The times representation of the joint distribution is defined as $$\text{Pt}_n ( C=c, L=l \mid S=1 ) = m^{n-1} \cdot P_n ( C=c, L=l \mid S=1 )$$ where $m$ is a multiplier normally set as $m=2$. The case of conditioning on $S=0$, starting below the midline, is similar. Denoting the success probability as $p$ and the failure probability as $q=1-p$ the main decomposition for probabilities is $$P_n ( C=c, L=l \mid S=1) = p^{n-1} \cdot P_n ( C=c, L=l \mid S=1, F=1)+$$

$$ \sum_{f=2}^n p^{f-2} \cdot  q \cdot P_n ( C=c, L=l \mid S=1, F=f)$$
where the first term conditions on $F=1$, by convention corresponding to no crossing, and each of the remaining terms conditions on $F=f, f =2, \ldots , n$ corresponding to the first crossing from $f-1$ to $f$. The corresponding decomposition in the times representation may be written as $$\text{Pt}_n ( C=c, L=l \mid S=1) = (pm)^{n-1} \cdot P_n ( C=c, L=l \mid S=1, F=1) +$$
$$ \sum_{f=2}^n (pm)^{f-2} \cdot  qm \cdot m^{n-f} \cdot P_n ( C=c, L=l \mid S=1, F=f)$$

In the first term for no crossing the probability is simply 1 if $C=0, L=n$ and 0 otherwise. This term is the same in the times representation except for the initial factor in which $p^{n-1}$ is replaced by $(pm)^{n-1}$. In the symmetric case both $pm$ and $qm$ are equal to 1, thus the initial factor is 1 and the term as a whole is actually simpler in the times representation in the symmetric case.
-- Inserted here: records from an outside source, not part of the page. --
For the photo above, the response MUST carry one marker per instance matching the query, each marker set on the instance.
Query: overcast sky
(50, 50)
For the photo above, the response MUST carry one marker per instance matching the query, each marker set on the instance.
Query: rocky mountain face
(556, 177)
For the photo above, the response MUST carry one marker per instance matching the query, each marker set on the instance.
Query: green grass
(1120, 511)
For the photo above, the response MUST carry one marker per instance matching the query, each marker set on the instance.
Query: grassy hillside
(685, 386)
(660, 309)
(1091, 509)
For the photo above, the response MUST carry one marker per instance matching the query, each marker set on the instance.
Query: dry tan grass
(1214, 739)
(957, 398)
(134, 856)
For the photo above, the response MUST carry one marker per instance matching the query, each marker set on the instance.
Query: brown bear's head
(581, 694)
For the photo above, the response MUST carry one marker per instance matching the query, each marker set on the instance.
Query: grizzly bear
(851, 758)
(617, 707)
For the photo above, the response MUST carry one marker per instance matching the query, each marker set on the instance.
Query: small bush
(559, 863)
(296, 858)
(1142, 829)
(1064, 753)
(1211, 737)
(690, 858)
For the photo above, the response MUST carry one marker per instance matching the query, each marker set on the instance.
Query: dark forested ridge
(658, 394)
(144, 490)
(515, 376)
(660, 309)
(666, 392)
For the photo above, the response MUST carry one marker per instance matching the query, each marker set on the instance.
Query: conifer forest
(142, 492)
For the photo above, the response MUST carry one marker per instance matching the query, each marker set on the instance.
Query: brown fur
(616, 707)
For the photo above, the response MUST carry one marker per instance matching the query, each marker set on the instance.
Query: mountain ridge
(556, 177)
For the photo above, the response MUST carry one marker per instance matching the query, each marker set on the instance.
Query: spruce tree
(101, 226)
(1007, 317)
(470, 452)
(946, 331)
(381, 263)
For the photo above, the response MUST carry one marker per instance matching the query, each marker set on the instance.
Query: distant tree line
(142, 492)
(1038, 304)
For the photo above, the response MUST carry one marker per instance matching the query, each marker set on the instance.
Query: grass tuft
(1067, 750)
In the remaining terms, for the first crossing from $f-1$ to $f$, there is first a factor $(pm)^{f-2} \cdot  qm$ that is similar to the corresponding factor in the original representation, except that $p$ is replaced by $pm$ and $q$ by $qm$. Again this first factor is actually 1 in the symmetric case. The rest of the term is $m^{n-f} \cdot P_n ( C=c, L=l \mid S=1, F=f)$. As shown previously, the probabilities $P_n ( C=c, L=l \mid S=1, F=f)$ are determined by the joint distribution $P_{n+1-f} ( C=c', L=l' \mid S=0)$ for the observations starting at the end of the first crossing. Here we condition on the opposite starting value $S=0$ since this last part of the sequence starts just where the first crossing has occurred. As to the main part of the term $P_n ( C=c, L=l \mid S=1, F=f)$ we more specifically have seen that it is determined by the joint distribution $P_{n+1-f} ( C=c', L=l' \mid S=0)$ by simple operations in terms of additions and reshuffling only. The corresponding joint distribution in the times representation is $$\text{Pt}_{n+1-f} ( C=c', L=l' \mid S=0)=m^{(n+1-f)-1} \cdot P_{n+1-f} ( C=c', L=l' \mid S=0)$$ where the leading factor $m^{(n+1-f)-1}=m^{n-f}$ is exactly the same as the leading factor in $m^{n-f} \cdot P_n ( C=c, L=l \mid S=1, F=f)$. Therefore the term $$m^{n-f} \cdot P_n ( C=c, L=l \mid S=1, F=f)$$ is determined by the joint distribution $$\text{Pt}_{n+1-f} ( C=c', L=l' \mid S=0)$$ on the times scale by exactly the same additions and reshufflings as apply on the original probability scale.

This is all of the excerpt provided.